When discussing sitemaps, we mentioned the importance of giving users an HTML sitemap. This type of tool can help users understand the structure of your site and navigate it accordingly. Another small but impactful element are breadcrumbs. They’re usually placed between your site’s header and your content’s title, and they look like this:
Home > Books > Science Fiction & Fantasy
Breadcrumbs help the user know exactly where they are so it’s easy for them to retrace their steps and go back to a parent page or your homepage with just one click.
Speed Up Your WordPress Website
Google favours websites that offer a pleasant user experience, which is one of the reasons website speed is a key ranking factor. A slow website will cause users to get frustrated and leave. If your website’s fast, and your content is compelling, users will feel lucky to have found you and will stick around. A variety of factors can influence the speed of your website.
For starters, we recommend:
- Choosing a lightweight WordPress theme
- Using a CDN to deliver your website’s heaviest assets
- Enabling browser caching
- Deleting or deactivating unnecessary plugins
- Resizing your images
- Using plugins like WP Rocket, W3 Total Cache, WP-Optimize, or WP Super Cache to optimize how your JS and CSS load
Promote Your Website
How you promote your site is unrelated to WordPress, but it’s still crucial for SEO. You can promote your site by:
- Having an active and engaging social media presence
- Implementing a newsletter
- Implementing a link building campaign
At this point, you may be wondering: What does social media have to do with SEO? Most of the links you’ll get from social media sites are no-follow links. So, in the SEO playbook, they’re not that important. But Google receives a very positive signal from these links. Basically, through these links, you’re receiving real organic traffic, which is what Google values.

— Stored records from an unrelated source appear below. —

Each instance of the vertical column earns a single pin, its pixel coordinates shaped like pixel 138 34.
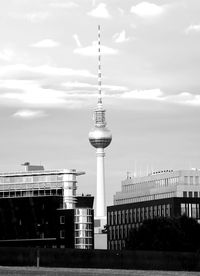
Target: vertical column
pixel 69 191
pixel 100 198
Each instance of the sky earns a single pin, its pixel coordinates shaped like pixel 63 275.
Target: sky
pixel 150 86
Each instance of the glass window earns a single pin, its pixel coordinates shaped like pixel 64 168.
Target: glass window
pixel 127 218
pixel 131 216
pixel 196 180
pixel 184 194
pixel 62 220
pixel 183 209
pixel 123 217
pixel 62 234
pixel 111 218
pixel 190 194
pixel 108 218
pixel 119 217
pixel 194 211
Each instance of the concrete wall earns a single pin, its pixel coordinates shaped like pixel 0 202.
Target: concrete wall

The impact of running a newsletter is a little less direct. Basically, a newsletter puts your content directly in front of a qualified audience. This audience will probably spend more time on your site than the average user, increasing dwell time. By increasing your content’s visibility, newsletters can also translate into backlinks – a key ranking factor. And that’s why you should also implement a link-building campaign.
As we saw in this post, WordPress is an efficient, dynamic, and accessible CMS. That makes it the go-to choice to create an SEO-optimized website. Remember, SEO isn’t 100% technical or 100% content-focused. Combine high-quality content with sustainable technical SEO practices, and use the right monitoring tools to catch errors before they affect your positioning.